The Devil's Horseshoe and Other Stories is based on the author's experiences as a child growing up in a remote Hungarian village where the people were poor in goods, but rich in tales. Through the telling of fifteen tales, it brings to life the wondrous world of the countryside as people experienced it, which throbs to a different rhythm than the world of city folk. From a naked angel boy who sneaks into a kitchen to pilfer kitchen utensils at night ("The Sneak Theif"), through a village blacksmith who shoes the Devil's horse ("The Devil's Horseshoe"), and the tale of a party functionary who comes to portion out the land among the peasants but dazed by his power over them leaves with a promise to ressurect the dead ("The China Doll"), each story takes on the quality of a hallucinatory exploration into that part of the soul where beauty, hope, and yearning live in close proximity, and where miracles are a way of life.
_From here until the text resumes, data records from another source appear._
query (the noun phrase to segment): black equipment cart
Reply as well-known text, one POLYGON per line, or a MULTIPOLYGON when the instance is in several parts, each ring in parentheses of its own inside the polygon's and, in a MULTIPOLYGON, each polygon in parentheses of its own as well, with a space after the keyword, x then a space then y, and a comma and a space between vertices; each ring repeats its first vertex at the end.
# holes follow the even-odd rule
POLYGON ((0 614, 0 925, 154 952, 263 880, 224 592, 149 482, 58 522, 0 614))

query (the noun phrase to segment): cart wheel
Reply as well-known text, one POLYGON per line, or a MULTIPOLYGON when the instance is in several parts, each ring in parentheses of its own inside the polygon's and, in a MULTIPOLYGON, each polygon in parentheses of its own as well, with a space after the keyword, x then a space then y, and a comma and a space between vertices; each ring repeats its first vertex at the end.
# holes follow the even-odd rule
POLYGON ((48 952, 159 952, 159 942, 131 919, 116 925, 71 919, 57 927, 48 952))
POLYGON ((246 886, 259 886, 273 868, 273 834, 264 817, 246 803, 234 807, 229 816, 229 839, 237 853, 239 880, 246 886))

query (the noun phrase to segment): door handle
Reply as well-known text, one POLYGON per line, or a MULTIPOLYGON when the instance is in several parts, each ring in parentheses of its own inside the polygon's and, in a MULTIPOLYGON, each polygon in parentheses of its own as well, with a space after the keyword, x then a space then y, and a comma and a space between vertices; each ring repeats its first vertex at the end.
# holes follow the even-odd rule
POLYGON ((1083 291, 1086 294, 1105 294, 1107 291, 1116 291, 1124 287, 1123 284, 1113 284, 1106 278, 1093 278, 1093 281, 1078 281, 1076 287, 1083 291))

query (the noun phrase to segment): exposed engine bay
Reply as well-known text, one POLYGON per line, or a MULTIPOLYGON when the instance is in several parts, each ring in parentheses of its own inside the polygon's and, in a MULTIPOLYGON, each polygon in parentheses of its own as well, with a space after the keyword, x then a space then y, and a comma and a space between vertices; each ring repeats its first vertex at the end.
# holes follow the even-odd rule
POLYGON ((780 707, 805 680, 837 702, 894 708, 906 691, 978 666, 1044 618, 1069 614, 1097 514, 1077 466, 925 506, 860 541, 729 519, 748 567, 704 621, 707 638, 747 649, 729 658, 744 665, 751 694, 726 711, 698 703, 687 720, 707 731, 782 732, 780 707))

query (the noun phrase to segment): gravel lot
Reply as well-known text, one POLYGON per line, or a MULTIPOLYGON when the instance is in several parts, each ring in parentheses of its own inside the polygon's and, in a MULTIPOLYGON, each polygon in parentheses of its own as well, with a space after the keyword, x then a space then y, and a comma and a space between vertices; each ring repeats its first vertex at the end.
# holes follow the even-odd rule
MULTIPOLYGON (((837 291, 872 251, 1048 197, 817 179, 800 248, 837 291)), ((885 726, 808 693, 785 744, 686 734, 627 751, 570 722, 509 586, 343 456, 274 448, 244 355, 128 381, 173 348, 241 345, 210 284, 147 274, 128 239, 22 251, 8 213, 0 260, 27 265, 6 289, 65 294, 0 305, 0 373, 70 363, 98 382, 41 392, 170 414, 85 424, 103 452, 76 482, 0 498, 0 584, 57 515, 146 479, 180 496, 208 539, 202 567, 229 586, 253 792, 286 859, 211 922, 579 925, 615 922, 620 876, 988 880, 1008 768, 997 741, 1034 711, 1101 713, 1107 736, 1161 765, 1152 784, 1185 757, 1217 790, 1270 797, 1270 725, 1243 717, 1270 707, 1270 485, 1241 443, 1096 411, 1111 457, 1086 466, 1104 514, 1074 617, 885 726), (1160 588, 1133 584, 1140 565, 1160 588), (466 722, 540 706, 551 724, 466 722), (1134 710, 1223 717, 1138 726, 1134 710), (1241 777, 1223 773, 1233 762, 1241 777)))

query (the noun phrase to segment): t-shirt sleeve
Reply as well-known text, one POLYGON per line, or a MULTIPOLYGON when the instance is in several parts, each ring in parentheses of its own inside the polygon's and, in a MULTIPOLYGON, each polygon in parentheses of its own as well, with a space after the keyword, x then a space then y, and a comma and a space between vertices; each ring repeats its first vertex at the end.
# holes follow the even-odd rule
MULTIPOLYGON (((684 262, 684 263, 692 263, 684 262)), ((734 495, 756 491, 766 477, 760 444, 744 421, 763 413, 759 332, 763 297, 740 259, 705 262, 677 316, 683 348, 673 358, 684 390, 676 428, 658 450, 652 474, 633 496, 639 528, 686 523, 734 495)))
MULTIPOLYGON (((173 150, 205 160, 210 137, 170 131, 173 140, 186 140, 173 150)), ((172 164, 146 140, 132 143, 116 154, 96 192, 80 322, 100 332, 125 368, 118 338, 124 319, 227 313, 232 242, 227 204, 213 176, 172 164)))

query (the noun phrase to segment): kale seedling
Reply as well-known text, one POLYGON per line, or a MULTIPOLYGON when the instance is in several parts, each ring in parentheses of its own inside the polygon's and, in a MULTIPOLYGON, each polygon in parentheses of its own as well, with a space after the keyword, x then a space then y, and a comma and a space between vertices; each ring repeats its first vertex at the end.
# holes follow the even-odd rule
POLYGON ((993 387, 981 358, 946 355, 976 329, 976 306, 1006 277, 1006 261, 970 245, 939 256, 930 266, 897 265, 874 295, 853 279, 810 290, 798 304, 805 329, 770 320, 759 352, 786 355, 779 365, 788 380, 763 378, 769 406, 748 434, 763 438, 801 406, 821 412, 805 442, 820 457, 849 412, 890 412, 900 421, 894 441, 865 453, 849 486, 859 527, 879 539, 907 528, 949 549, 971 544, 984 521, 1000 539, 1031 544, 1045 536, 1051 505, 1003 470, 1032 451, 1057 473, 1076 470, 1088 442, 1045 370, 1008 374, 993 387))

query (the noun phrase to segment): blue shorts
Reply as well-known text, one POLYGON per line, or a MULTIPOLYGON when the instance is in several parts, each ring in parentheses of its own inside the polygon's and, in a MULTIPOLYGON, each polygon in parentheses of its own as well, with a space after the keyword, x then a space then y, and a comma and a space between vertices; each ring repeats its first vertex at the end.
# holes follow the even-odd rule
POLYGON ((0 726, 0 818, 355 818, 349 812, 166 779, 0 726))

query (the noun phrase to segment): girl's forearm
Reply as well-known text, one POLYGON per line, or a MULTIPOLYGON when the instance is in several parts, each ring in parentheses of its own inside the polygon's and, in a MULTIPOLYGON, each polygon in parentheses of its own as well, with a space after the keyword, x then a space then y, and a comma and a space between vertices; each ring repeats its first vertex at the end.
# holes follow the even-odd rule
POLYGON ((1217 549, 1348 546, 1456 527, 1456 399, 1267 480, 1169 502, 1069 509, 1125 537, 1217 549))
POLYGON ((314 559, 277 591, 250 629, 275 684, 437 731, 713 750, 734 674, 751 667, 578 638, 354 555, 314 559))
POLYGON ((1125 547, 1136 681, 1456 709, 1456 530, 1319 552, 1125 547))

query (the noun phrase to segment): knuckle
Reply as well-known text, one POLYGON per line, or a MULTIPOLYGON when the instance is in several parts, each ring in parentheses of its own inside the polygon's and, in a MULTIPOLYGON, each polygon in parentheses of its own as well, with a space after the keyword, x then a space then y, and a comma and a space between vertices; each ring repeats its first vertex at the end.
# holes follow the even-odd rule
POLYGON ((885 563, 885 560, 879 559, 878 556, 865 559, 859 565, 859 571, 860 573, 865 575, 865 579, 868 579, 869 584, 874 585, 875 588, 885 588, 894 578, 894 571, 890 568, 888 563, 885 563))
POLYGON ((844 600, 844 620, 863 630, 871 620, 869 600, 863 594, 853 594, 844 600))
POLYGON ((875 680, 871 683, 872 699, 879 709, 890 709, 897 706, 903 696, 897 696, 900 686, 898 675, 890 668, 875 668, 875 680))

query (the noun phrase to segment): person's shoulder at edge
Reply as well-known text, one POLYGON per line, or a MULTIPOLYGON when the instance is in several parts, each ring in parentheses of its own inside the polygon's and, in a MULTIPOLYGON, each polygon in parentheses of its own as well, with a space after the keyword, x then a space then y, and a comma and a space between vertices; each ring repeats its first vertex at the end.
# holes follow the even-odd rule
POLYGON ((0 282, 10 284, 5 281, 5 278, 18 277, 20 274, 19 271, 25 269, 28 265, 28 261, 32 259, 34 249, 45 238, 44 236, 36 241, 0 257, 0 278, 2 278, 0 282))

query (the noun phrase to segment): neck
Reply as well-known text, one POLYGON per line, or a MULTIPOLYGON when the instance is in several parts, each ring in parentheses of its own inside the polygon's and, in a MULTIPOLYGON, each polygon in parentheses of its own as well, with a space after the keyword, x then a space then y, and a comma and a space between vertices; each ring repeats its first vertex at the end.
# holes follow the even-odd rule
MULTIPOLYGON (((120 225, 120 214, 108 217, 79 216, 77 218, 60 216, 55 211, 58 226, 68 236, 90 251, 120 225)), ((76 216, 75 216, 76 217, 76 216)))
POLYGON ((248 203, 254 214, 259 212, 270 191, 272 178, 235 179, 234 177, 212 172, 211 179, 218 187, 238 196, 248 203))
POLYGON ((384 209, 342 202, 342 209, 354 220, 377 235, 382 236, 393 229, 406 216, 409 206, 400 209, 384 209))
The lively story-telling, the sparse yet evocative beauty of the language, the persistent yet nonobtrusive narrative presence, make "The Devil's Horseshoe and Other Stories" a memorable and highly employable example of a very special brand of folk surrealism, the Central European counterpart of the magical realism of Gabriel Garcia Marquez, but most especially, Isabel Allende.
Ervin Lázár (May 5, 1936 – December 22, 2006) was a Hungarian author. Although he wrote a novel (Fehér tigris (White Tiger), 1971) and a number of short stories, he is best known for his tales and stories for children.
Sometimes sad, sometimes whimsical, sometimes eerie, all the (very short) tales here take place in an unspecified time (likely 1930s-1950s) in a fictional rural Hungarian village. The feel of the writing reminded me strongly of Ray Bradbury's non-science fiction short stories. I dug it.